I am only as good as what I can teach as the title says, but that is not completely true. I can do quite a few things that I cannot teach, but in order to consider myself good, I have to be able to teach it. Good in this case is the ability to do a job or task so well that I can break something down to its component parts. This allows me to better deal with one-off situations, and generally be more flexible and adaptive.

Why does any of that matter? It is my strategy to git gud at something. When I force myself to teach I have to break a job or task down into its finer parts as stated above. As I do that, I start to get an idea of exactly how much I don’t know. Just like with any sport or activity, beginners don’t know enough about a situation to be able to tell what makes something good or not, and usually misattribute the wrong skill as the reason for others being better. Maybe it is the right skill they are picking up on, but the differences in being good are too subtle for a newbie to see. I am the same way, but now as I start something new, I always expect to find new things that are important to being better. No matter how long I have been doing something.

Let's use boxing as an analogy. When two boxers are going at it, a lot of attention is paid to how fast someone's fists are, how hard they hit, or how tough their chin is. What some people don’t pay attention to is the footwork. Foot work is very specific in its timing. A boxer always wants to be balanced while moving and dodging, but they also want to keep their feet planted in order to maximize power. In this case, planted feet doesn’t mean standing flat footed, but ensuring that when the boxer hits someone hard all the momentum from the punch continues through the opponent. If their feet aren't solidly touching the ground in the right way, they lose power. Boxers also need good footwork to get inside on their opponents. Mike Tyson was a shorter heavyweight that couldn’t compete with reach, but his feet could get him close enough to someone before they could react and by then it would be too late for his poor opponent. 
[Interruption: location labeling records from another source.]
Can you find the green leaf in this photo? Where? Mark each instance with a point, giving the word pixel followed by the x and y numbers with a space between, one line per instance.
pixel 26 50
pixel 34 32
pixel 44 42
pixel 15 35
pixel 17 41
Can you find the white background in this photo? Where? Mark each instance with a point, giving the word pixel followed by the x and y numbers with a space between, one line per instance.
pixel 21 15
When I transitioned to CEO it was hard. Not always because the tasks I had to do were hard, but because I didn’t know what was urgent, and what was not. This caused me to spend lots of time on minor things and not enough time on major issues, and eventually led to me being burned out. When I got burned out, I broke almost all my good habits as I have stated in earlier blogs. The ones that came back quickest were 100% habits I could teach. I knew how to build someone else up, so I could apply that to myself. Because when you can teach something, you can repeat something. That is why I have to be able to teach something before I consider myself good at it, and a big reason I started this blog.